Um discreto brilho de aprovação passou pelos olhos de Vivian.

— Muito bem. — Ela consultou suas anotações. — Pelas circunstâncias, seus pedidos são perfeitamente razoáveis. No entanto, existem dois problemas. — Ela fez uma pausa. — Primeiro, vocês assinaram um acordo pré-nupcial. Seguindo os termos desse contrato, a quantia que você poderá receber será muito pequena. Segundo, você não faz ideia do tamanho do patrimônio dele. A estrutura acionária do Grupo Albuquerque é extremamente complexa. Além disso, a família Albuquerque não se resume ao seu marido. Precisamos descobrir, com o máximo de precisão possível, quais bens pertencem pessoalmente a ele. E há outro ponto. A família Albuquerque é poderosa e mantém uma equipe de advogados extremamente cara. — Ela falou sem rodeios. — Se me permite ser franca, se você pedir o divórcio agora, sem preparação, existe uma grande chance de sair desse casamento sem receber nada.

As unhas de Elena cravaram-se na palma da mão, mas ela não contestou. Ela sabia que aquela era a realidade.

— Por isso, minha recomendação é que você mantenha a calma por enquanto. — Vivian fechou o caderno. — Até levantarmos todos os bens registrados em nome do seu marido, você não pode deixar transparecer suas verdadeiras intenções. E, se conseguirmos provar que ele teve culpa pelo fracasso do casamento, isso será ainda mais favorável para nós.

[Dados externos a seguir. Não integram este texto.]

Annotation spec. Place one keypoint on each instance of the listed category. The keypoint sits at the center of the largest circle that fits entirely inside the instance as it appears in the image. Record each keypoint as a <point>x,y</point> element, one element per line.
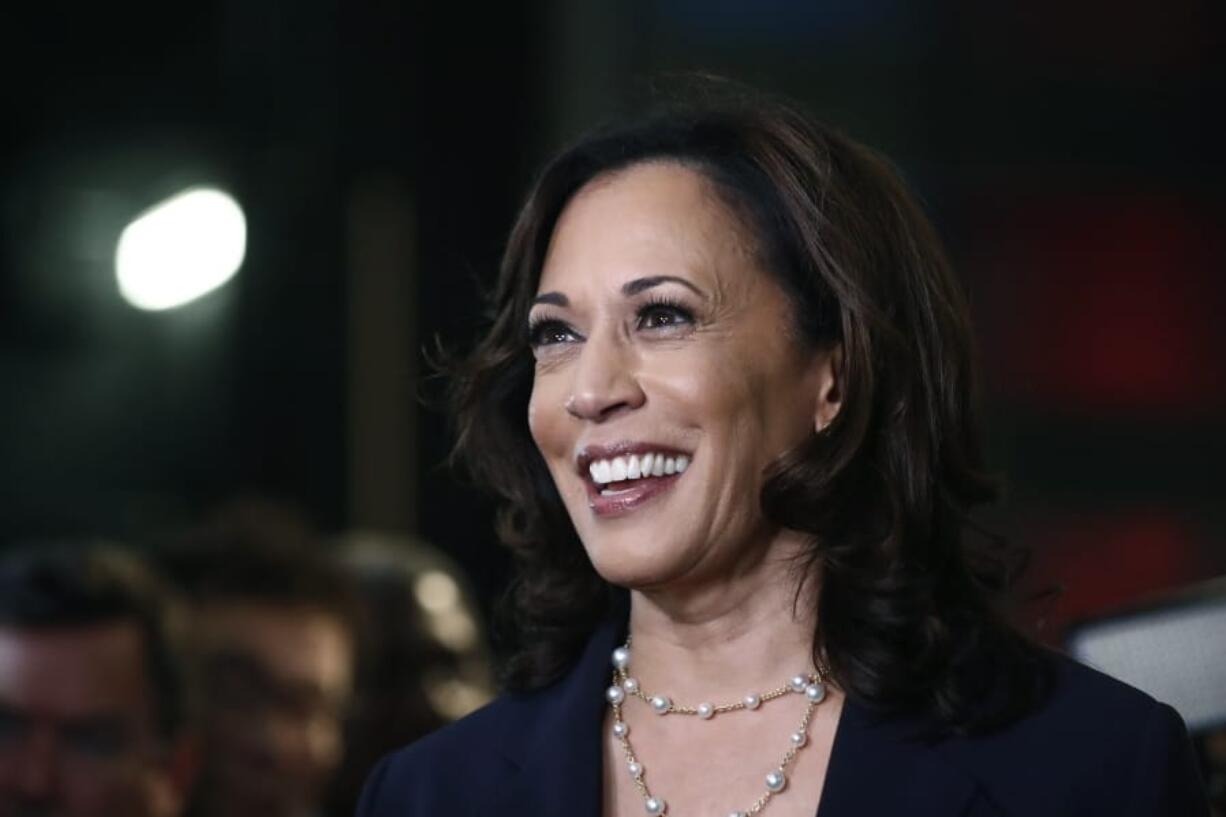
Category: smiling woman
<point>727,400</point>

Os cílios de Elena estremeceram.

— Então, ele realmente teve culpa? — A advogada percebeu imediatamente.

— Sim. — A garganta de Elena apertou.

— Sinto muito pelo que você passou. — Ela empurrou um cartão de visitas sobre a mesa. — Assim que recebermos o pagamento da primeira parcela dos honorários, iniciaremos oficialmente o processo. Da nossa parte, começaremos a solicitar judicialmente a investigação dos bens registrados em nome dele e daremos andamento aos procedimentos legais. — Ela a advertiu. — Esse processo não será rápido. Prepare-se psicologicamente. Enquanto isso, se conseguir qualquer prova da infidelidade ou de outras faltas cometidas por ele durante o casamento, envie tudo diretamente para mim.

— Entendido. — Elena assentiu, se levantou e fez uma leve reverência. — Então, deixarei em suas mãos.

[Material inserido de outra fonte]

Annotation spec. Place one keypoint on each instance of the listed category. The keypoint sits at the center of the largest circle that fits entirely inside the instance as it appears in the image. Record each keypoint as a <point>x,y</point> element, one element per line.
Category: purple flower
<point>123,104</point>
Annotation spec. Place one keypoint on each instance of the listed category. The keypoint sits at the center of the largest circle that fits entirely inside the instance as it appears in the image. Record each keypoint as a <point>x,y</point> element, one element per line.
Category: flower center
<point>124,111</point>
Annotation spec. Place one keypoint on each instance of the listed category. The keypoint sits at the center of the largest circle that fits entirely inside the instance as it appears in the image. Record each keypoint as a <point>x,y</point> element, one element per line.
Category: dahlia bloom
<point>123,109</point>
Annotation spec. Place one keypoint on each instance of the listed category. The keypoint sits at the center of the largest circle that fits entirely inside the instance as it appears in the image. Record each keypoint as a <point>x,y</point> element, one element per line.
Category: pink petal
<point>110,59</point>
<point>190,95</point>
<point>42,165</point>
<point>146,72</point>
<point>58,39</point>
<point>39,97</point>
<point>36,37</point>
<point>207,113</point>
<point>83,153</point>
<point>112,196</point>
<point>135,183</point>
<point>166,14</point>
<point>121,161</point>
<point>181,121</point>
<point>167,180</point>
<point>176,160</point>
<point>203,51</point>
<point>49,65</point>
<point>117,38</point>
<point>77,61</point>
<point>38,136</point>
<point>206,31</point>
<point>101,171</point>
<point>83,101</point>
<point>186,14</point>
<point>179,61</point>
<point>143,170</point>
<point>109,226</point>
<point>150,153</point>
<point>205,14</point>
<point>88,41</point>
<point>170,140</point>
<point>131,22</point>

Quando saiu do escritório, uma garoa fina já caía sobre a cidade. A chuva na zona sul sempre carregava o cheiro úmido dos prédios antigos.

Parada sob o beiral, Elena pegou o celular e abriu uma conversa que não acessava havia muito tempo.

[Mestre, eu gostaria de voltar ao ateliê.]

Assim que enviou a mensagem, seu coração acelerou inexplicavelmente.

Ela estudava com o Mestre Augusto havia quase vinte anos. Era sua última discípula e também a mais talentosa.

Sua habilidade na restauração de pinturas antigas era extraordinária, e seu talento artístico impressionava a todos.

Depois de se casar, porém, dedicou-se inteiramente a cuidar de Caio e da família Albuquerque. Aos poucos, afastou-se de seu mestre e dos antigos colegas.

Além das felicitações em datas comemorativas, praticamente não mantiveram mais contato.

Ela imaginava que aquela mensagem jamais receberia resposta. No entanto, menos de dez minutos depois, o celular vibrou.

Augusto: [Volte quando quiser. O endereço continua o mesmo.]

Era uma resposta simples. Mesmo assim, os olhos de Elena se encheram de lágrimas.

Ela ergueu a cabeça, contemplou o céu cinzento e respirou profundamente o ar úmido da chuva.